Álvaro is the head of maintenance at Santa Isabel and the man who informed me about the job opening. But before that, for many years, he was the head of maintenance at the fútbol academy I trained at. When Papá died, Álvaro was the man who tried to fill his shoes by giving me his time, attention, and care. He became my go-to sounding board, passing along years of wisdom and insight.

“And,” Álvaro adds, shadowing the doorframe, “I told you not to pay my rent.”

“I want to.”

“I’m not a charity case, Luca,” he says, his dark eyes serious.

“I know that,” I reply, gripping his shoulder. Staring right at him, I tell him the truth. “You’re my family.”

“Argh,” he huffs, waving a dismissive hand. But I note the emotion that fills his eyes before he turns away.

“You should retire,” I add, knowing he’ll selectively choose not to hear me.

In true Álvaro fashion, he clasps his broom handle and stalks away. I grin as he pauses to talk to a few students at the end of the hallway, always passing on a good, but truthful, word.

‘“So, you like it?” I ask Bianca as her enthusiasm floats through the line.

“It’s incredible, Luca. I mean, it’s a ton of work and I’m living on hits of caffeine but, yes, I love it.”

“I’m happy for you, B.” I mean it, too. My sister has always been a free spirit with a wild-child streak. Nothing can hold her in one place—not even me.

Our father passed when I was twelve and she was eight and since then, I’ve felt responsible for her. That weight intensified when we learned the extent of Mamma’s diagnosis—stage four breast cancer. She fought for nearly three years before passing away peacefully. And during those three years, Bianca was by her side, juggling school and caretaking.

Guilt ate at the lining of my stomach for years as I envisioned the emotional toll watching Mamma deteriorate had on Bianca.
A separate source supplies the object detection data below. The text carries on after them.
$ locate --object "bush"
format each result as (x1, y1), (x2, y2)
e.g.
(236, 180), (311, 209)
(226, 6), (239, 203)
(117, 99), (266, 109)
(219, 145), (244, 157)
While she was holding Mamma’s hand, I was playing fútbol and sending most of my earnings to New York to ensure Mamma received the best healthcare and Bianca didn’t have to work.

Those years suppressed my sister’s spirit as much as they encouraged her to seize moments. YOLO, she loves to tell me. You only live once. And, I can admit, no one seizes a day, an opportunity, with the same gusto as my sister.

“New York energy matches yours,” I say.

She laughs. “I miss you, Luca. But I think my moving back to the city is good for you.”